3. Bedwetting is not an emotional or psychological problem, nor does it reflect a dysfunctional family. It is a problem of sleeping too deeply to be aware of bladder function.

4. The genetics of bedwetting are similar to that of obesity. If both parents were bedwetters, the child has a seventy- percent chance of being a bedwetter.
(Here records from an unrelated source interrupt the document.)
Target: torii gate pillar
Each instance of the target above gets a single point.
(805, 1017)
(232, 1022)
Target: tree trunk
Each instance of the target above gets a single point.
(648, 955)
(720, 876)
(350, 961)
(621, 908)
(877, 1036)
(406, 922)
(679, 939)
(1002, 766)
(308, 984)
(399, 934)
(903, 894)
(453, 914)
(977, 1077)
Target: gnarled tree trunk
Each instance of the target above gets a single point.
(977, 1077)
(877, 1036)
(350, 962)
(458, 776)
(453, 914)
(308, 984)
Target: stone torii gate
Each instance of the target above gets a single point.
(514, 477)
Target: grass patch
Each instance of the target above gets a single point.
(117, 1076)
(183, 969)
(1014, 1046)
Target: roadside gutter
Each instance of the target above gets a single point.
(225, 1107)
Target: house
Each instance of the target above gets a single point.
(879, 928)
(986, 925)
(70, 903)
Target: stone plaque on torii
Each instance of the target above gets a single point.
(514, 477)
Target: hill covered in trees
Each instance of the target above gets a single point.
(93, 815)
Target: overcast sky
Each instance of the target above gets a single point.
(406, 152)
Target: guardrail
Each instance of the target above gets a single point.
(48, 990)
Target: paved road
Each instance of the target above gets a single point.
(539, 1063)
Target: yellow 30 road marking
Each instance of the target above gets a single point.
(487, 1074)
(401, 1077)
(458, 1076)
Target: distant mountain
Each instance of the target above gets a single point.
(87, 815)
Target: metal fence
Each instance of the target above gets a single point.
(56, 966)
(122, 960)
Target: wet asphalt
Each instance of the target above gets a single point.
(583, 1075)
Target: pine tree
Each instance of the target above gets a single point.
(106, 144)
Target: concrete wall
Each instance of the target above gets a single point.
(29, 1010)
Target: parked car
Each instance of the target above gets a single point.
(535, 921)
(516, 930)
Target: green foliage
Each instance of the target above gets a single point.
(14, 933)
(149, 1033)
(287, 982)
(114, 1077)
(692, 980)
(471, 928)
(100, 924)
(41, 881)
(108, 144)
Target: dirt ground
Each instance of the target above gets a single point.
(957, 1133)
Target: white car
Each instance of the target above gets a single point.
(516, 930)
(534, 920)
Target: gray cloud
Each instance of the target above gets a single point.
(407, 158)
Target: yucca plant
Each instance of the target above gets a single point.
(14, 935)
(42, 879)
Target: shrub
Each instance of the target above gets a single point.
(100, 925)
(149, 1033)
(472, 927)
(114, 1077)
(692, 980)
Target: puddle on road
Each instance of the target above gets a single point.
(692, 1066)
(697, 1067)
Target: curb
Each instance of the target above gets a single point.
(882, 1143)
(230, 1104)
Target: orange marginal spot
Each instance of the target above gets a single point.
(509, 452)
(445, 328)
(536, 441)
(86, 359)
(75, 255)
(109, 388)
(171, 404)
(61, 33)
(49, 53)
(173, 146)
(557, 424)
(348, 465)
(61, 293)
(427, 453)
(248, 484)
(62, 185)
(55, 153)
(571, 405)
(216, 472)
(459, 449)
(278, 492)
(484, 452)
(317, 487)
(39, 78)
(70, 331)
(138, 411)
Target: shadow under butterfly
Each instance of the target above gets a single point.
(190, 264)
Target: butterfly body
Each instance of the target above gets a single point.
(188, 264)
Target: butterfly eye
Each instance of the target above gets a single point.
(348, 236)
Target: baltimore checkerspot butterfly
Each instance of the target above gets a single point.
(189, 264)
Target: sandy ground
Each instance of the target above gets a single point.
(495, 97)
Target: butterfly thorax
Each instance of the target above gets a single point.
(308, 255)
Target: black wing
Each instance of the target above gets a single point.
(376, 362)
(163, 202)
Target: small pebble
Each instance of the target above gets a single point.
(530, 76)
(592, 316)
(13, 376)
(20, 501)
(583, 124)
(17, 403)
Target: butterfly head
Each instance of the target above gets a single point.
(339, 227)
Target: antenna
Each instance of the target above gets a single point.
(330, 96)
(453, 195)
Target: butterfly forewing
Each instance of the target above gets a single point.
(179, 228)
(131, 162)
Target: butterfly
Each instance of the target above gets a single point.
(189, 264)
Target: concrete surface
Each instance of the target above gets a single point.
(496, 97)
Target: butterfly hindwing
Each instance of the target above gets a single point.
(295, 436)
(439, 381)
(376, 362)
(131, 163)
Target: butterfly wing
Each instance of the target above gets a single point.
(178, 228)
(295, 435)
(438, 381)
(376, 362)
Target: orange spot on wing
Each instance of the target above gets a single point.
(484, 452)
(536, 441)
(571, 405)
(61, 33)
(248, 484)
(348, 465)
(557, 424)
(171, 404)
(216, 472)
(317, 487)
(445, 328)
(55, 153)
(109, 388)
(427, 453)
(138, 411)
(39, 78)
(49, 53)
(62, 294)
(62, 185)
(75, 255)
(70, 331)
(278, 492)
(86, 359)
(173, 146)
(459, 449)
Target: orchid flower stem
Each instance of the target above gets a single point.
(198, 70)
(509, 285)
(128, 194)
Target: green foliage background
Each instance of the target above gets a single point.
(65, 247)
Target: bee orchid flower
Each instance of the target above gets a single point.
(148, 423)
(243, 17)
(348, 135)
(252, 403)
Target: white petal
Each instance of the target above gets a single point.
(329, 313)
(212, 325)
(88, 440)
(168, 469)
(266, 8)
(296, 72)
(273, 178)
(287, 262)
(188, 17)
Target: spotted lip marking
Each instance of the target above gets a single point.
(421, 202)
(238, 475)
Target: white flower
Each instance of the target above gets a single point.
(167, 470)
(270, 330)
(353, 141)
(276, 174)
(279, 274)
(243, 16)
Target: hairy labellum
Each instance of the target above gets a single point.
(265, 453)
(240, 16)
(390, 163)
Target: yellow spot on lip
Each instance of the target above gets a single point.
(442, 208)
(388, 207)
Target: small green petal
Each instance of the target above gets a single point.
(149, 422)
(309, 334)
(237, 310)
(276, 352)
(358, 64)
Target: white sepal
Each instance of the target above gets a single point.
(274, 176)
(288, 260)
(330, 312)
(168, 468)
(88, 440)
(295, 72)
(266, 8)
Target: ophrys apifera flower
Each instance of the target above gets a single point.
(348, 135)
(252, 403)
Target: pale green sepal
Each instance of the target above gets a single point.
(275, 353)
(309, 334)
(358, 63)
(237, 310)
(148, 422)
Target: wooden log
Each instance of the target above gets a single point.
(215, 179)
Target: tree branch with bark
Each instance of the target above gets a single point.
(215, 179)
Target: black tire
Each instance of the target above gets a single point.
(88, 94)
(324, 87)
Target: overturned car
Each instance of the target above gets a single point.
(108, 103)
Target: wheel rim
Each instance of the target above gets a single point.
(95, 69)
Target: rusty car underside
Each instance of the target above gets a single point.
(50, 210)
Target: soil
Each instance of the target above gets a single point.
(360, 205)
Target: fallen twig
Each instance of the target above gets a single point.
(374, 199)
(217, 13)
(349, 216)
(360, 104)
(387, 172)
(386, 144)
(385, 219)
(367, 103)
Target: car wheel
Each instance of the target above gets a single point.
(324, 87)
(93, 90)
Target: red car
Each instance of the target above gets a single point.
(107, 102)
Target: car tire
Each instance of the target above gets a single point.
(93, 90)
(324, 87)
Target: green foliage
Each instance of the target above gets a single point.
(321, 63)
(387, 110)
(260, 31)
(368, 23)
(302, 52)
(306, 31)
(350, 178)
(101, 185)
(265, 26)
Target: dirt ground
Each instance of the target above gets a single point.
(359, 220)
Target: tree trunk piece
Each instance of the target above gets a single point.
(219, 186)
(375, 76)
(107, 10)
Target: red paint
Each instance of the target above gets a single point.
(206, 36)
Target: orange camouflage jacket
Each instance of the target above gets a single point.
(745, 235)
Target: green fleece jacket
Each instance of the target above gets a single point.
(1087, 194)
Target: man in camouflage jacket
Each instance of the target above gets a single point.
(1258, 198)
If only one parent was wet at night, the child will have a forty-percent chance of following his parent’s nocturnal habit.

5. It helps to first understand how children usually achieve bladder control. In early infancy, bladder-emptying occurs mostly by the bladder-emptying reflex. When the bladder reaches a certain fullness and the muscle has stretched to a certain point, these muscles automatically squeeze to empty the bladder. Sometime between 18 months and 2½ years, most children have an awareness of bladder fullness, the first step toward bladder control. Next, the child becomes aware that he can consciously inhibit the bladder-emptying reflex and hold in his urine. As a result of his urine-holding efforts, his bladder stretches and its capacity increases. When the child can consciously inhibit the bladder-emptying reflex, he achieves daytime bladder control. Nighttime control occurs when the child can unconsciously inhibit the bladder-emptying reflex.

6. Think of bedwetting as a communication problem: the bladder and the brain don’t communicate during sleep. The bedwetting child literally sleeps through his bladder signals. Delay in bladder control can occur if there is a delay in awareness of bladder fullness, a small bladder, or the bladder-emptying reflex continues to be strong well into later childhood. These components of bladder maturity occur at different ages in different children. Bedwetting is simply a developmental lag in the mastering of a bodily skill. There are late walkers, late talkers, and late dry-nighters.

7. Bedwetting is a sleep problem.

New insights into the cause of bedwetting validate what observant parents have long noted: “He sleeps so deeply, he doesn’t even know he’s wetting the bed.” These deep sleepers are not aware of their bladder sensation at night, let alone how to control it. In addition to bedwetters sleeping differently, the hormonal control of urination may act differently in some children.

8. Some bedwetters may have a deficiency of ADH (anti-diuretic hormone), the hormone that is released during sleep and concentrates the urine so that the kidneys produce less of it during sleep and the bladder doesn’t overfill.

9. Normally, bladder fullness works like supply and demand. The bladder fills with just enough urine at night so that it does not overfill and demand to be emptied. Bedwetters may overfill their bladder so the supply outweighs the demand, but because they are sleeping so soundly they just don’t tune into their bladder fullness.

10. A small number of children have small bladders that are more easily overfilled.